The audience in the President’s Dining Room was engrossed Tuesday as Janis Dietz, professor of business administration, shared stories of the dedication and integrity she learned while teaching at the University of La Verne.
The talk, “My Last Lecture: Lessons from 21 Years of Learning from Students,” was part of the faculty lecture series.
Dietz will retire after 21 years of teaching full time but will continue to teach business administration classes at the University as an adjunct professor.
“We must trust (our students), because they will make us proud,” Dietz said. “We need to trust our students. This whole issue of TurnItIn.com or SafeAssign.com, we’ve got to trust them and tell them that we trust them. Also because they’re paying our Social Security.”
The audience was filled with Dietz’s friends and colleagues, including President Devorah Lieberman and her husband Roger Auerbach.
“Her sense of honesty and humility truly raised her as a leader that the rest of us considered a role model for the entire campus,” Lieberman said. “I am delighted that she will continue teaching as an adjunct professor at the University. She makes our students better and they, in turn, make us better.”
Dietz is looking forward to continuing to teach as an adjunct professor and plans to volunteer in her free time, maybe with the Kiwanis Club.
Instead of listing her accomplishments as a professor, Dietz concentrated on what her students, colleagues and mentors taught her.
She shared her lessons in short phrases, easy for the audience to remember.
“You always learn something,” Dietz said.
She went on to describe her experience at her first job as a secretary when she was 21 years old. Dietz graduated with a degree in English with honors, yet she only made $95 a week. Her then supervisor taught her that there is always something to be learned in every experience.
She said she appreciated her job for what it taught her.
Dietz brought the audience to a chuckle when she mentioned RateMyProfessor.com, a popular website for college students to rate their professor’s helpfulness.
On the website, students have the option to include in their rating a chili pepper to imply the professor’s attractiveness.
Dietz jokes with her students that she will never get a chili pepper, but her students all made her a plaque and signed it in gratitude.

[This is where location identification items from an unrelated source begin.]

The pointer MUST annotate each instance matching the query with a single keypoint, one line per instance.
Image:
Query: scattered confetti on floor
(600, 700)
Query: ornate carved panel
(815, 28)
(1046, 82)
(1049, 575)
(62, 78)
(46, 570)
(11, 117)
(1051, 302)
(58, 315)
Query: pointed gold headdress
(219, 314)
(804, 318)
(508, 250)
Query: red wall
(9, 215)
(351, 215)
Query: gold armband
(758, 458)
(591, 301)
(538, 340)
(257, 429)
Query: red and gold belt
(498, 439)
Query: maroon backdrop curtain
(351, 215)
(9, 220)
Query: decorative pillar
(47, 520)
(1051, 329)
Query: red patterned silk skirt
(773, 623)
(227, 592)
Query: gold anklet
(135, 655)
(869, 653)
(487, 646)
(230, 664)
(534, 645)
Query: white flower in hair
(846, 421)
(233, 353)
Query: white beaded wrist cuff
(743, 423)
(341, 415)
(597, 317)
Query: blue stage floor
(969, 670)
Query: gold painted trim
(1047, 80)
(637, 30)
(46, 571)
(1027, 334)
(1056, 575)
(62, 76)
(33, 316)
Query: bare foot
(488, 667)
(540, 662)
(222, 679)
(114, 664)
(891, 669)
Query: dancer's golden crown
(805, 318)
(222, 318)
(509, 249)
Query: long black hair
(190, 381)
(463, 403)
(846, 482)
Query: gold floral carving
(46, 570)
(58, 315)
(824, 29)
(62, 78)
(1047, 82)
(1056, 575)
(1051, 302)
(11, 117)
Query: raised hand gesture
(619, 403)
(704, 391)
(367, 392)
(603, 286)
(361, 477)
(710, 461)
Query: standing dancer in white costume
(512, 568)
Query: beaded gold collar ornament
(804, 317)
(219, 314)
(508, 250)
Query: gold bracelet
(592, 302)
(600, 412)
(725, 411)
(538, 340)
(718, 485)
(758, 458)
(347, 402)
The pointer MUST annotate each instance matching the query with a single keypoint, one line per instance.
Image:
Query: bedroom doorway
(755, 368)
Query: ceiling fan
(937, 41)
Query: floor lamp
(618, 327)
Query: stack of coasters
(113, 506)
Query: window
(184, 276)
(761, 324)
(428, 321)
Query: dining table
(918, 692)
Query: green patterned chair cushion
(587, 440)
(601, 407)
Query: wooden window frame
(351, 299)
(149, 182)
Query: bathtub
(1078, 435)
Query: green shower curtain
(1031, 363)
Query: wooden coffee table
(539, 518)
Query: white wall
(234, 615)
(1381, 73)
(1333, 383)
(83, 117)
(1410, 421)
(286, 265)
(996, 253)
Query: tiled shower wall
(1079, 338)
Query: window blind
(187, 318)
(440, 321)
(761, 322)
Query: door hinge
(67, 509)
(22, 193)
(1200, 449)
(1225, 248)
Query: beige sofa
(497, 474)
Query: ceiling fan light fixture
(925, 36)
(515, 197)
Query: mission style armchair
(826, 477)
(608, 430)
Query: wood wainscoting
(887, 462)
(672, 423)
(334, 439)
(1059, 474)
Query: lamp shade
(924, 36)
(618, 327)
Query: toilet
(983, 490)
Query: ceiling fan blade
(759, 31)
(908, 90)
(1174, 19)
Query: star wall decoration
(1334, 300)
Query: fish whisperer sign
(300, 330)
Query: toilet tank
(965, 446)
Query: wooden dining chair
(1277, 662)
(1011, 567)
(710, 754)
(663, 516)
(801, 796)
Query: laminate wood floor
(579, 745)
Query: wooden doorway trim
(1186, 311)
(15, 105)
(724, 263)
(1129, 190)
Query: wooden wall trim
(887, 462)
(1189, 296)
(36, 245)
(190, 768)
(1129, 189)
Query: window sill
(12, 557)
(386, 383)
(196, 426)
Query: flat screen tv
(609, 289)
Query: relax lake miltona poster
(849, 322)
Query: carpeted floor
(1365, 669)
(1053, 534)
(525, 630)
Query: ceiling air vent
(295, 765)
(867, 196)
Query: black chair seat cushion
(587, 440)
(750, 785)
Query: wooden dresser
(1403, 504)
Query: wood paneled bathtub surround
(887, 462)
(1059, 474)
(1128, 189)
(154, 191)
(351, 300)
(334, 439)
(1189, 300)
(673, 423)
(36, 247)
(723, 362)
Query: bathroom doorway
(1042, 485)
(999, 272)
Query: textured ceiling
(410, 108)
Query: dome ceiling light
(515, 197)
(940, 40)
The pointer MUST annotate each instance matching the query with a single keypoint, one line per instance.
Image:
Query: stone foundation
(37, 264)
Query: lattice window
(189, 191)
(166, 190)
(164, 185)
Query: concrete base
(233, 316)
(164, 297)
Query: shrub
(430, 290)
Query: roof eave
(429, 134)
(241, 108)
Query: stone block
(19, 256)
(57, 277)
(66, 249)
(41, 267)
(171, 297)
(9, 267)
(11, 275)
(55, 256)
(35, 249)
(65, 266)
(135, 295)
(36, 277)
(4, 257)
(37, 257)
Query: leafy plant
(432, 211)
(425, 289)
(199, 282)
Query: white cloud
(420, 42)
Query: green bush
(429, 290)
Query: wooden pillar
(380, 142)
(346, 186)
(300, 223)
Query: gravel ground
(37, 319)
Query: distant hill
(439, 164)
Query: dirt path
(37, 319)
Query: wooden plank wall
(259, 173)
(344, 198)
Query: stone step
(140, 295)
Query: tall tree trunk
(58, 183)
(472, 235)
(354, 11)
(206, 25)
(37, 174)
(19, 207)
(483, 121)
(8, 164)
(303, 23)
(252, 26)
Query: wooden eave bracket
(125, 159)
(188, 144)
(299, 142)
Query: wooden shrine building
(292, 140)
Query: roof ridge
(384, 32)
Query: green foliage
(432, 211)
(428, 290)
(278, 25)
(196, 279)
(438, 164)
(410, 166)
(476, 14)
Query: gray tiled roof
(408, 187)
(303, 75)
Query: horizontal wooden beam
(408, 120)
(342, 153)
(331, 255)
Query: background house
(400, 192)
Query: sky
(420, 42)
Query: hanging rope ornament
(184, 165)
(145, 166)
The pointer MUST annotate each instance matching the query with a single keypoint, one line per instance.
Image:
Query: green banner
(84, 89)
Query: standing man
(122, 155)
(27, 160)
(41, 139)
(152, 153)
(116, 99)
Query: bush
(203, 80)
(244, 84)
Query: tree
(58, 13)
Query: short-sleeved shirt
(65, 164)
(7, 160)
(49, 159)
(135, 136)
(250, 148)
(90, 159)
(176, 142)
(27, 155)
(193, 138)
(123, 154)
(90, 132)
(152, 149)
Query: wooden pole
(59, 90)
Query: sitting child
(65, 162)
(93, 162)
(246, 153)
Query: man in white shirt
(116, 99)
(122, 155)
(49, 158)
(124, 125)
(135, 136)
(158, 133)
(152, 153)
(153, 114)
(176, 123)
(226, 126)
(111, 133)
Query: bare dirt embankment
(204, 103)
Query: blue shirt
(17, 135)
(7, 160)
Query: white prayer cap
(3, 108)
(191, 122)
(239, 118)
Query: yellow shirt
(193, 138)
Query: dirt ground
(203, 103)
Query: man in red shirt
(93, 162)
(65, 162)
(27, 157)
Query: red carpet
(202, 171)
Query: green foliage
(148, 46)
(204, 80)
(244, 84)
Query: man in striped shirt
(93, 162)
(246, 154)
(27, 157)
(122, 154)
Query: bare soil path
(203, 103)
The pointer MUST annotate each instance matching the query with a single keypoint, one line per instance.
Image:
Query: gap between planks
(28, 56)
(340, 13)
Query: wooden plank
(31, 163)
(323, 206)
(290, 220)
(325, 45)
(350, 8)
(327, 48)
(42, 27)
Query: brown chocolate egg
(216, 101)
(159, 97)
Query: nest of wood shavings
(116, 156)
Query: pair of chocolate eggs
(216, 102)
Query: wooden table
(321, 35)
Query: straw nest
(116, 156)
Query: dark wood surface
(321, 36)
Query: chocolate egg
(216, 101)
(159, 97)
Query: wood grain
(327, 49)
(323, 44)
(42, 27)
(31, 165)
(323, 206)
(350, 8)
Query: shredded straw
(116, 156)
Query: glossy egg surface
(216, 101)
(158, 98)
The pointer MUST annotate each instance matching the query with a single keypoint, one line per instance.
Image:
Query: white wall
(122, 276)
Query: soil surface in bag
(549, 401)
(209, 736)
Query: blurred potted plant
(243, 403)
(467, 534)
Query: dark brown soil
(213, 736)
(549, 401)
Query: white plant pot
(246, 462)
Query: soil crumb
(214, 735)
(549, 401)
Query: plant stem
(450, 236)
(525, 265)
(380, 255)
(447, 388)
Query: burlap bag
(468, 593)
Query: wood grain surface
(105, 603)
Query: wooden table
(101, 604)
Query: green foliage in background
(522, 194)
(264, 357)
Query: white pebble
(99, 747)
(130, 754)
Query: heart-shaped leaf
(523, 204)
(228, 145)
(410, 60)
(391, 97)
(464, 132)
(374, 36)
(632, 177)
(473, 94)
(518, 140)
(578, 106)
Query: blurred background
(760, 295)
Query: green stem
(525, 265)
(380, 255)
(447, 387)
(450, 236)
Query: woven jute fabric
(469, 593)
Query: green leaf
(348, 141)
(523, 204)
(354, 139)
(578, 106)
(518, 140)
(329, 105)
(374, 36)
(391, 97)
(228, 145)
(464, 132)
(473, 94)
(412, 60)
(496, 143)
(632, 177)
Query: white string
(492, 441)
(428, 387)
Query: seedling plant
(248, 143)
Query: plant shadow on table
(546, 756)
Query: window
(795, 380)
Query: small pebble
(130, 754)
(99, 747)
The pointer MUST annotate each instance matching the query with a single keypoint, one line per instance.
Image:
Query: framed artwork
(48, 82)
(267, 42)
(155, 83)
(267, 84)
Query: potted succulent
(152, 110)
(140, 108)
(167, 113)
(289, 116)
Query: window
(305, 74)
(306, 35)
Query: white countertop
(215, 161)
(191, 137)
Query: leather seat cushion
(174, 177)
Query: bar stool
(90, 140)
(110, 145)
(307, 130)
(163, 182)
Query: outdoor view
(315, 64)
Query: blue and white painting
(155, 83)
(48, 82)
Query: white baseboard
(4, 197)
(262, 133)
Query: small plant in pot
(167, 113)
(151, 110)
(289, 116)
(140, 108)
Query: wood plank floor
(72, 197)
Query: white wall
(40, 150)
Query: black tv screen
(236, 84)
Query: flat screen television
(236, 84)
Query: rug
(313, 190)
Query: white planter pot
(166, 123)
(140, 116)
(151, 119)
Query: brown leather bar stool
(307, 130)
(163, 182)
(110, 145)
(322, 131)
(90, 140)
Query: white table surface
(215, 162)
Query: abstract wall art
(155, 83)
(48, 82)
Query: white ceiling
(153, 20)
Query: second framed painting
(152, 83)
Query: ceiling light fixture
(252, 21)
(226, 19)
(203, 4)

It is more important to be a helpful and accessible teacher, Dietz said.
“A chili pepper is not all that important,” Dietz said.
As a professor, Dietz found the most challenging aspect of teaching are students who are in college only for the degree.
“The biggest challenge is students who don’t really want to learn something, they just want the piece of paper,” Dietz said. “For them I haven’t overcome it. All I can do is do my best and give them my best.”
Julia Wheeler, director of church and interfaith relations, said Dietz was inspiring.
“Not only is she a repository of good practical knowledge, she is a person like a straight arrow,” Wheeler said. “Her words, her actions and her heart are all in alignment. She’s like a straight arrow and teaches that to kids.”